Looking back at my own journey of training, education, and practice, I recall an AWLS course I took nearly 20 years ago. We were completing a discussion on the tools to include in your backcountry kit. I was admonished to consider that the most important ingredient to our backcountry medical kit was not a fancy new gadget in the top of our pack, but that the most amazing piece of “tech” laid between our ears.
With that said, I look at the recent context of the pandemic, the retreat of an entire population into the outdoors, an increase of backcountry recreationalists, and the highest avalanche mortality year on record. The historic significance of what we have collectively endured will never be forgotten. As our minds ponder the impact of what has been lost, I can’t help but think of that “greatest piece of tech” that has helped us move through this period of time—the human brain.
The human brain is able to process calculations at speeds of up to 60 bits per second and even though computers and artificial intelligence (AI) are sometimes eclipsing our processing speeds, they lack the ability to use reason and logic, to learn, to overcome and to problem-solve. Expertly crafted, the brain utilizes chemical neurotransmitters and hormone regulation to enact amazing potential from the rest of the body. The sympathetic and parasympathetic components of the nervous system work in a dichotomous marriage of harmony to maintain homeostasis. Connected to the cranial nerves and the peripheral nervous system, the power of the brain is augmented to engage with all the elements of medical knowledge and technology covered in previous iterations of this column. In many ways, it is the gatekeeper, the rule maker, and the chief instrument in the practice of wilderness medicine. Yet, like an ophthalmoscope with dead batteries, or an ultrasound without a screen, the brain is not without limitations. It is not impervious to injury or stress.
Indeed, the influences of physiological and environmental stressors can render an impairment that cannot only inhibit the practice of medicine but also threaten personal care and safety. As we consider this amazing piece of technology, some time will be dedicated in reviewing two elements of concern that not only pose a threat to our patients but also to us as the wilderness medical provider. These elements include: environment and trauma.
It doesn’t require a long meditation on the acronym AEIOUTIPS to ascertain the many components of the environment that can affect our brain. Exposure to allergens, infection, or overdose from environmental toxins are all a consideration.
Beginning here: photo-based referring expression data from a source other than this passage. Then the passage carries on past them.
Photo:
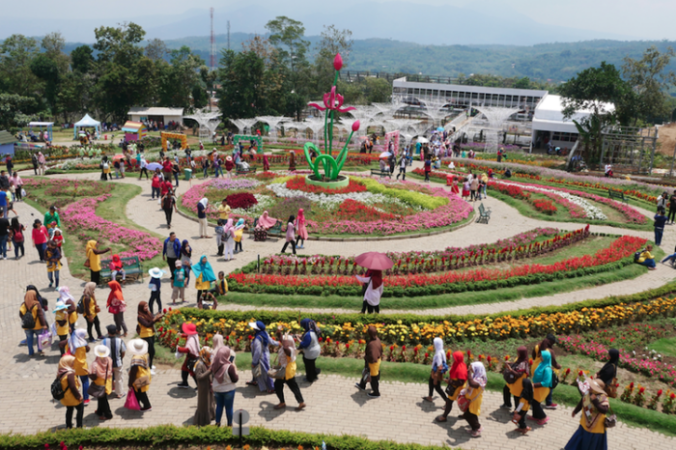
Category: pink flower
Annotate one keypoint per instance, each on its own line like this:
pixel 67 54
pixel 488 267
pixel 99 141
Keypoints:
pixel 332 101
pixel 337 62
Add to this group the effects of altitude, heat, cold, the presence or absence of adequate hydration and you have a group of several environmentally mediated threats to our central piece of technology—the brain.
When considering the associated effects of trauma, multiple confounding elements are revealed. Typically, our thoughts on trauma lean in on our understanding of physical trauma—those issues related to a singular event, like falling from an inadequately protected pitch of climbing or being caught in an avalanche/whitewater event. These, and other physically traumatizing events, are easy to conceptualize as a threat to our brain. What often escapes our consideration, however, is the trauma of survival—the process of stress injury formation which also renders our cognitive processes impaired.
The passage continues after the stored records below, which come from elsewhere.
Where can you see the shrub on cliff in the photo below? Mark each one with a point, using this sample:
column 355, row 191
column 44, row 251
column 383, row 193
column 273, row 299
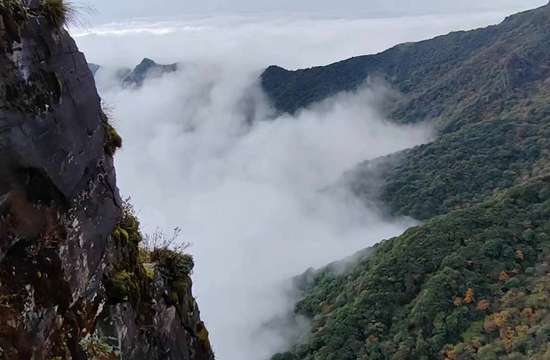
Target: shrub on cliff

The requirements of adequate cognition are not to be understated. Without adequate function, our ability to care for ourselves and others would not be possible. In closing out this brief reflection on the amazing design of our brain and the threats to its survival, I will lay out a couple of practical considerations to mitigate injury and prolong cognitive function even when threats of impairment are present.
1) Helmets: I wear them for everything. I have a healthy quiver of them for each outdoor event I would consider. As a medical director and provider in the field, I’m typically the first to put it on and last to take it off, hopefully serving as a role model for others. Unfortunately, I’ve slipped on ice—even in the parking lot. On my bike, I’ve been hit by a car only a block from home.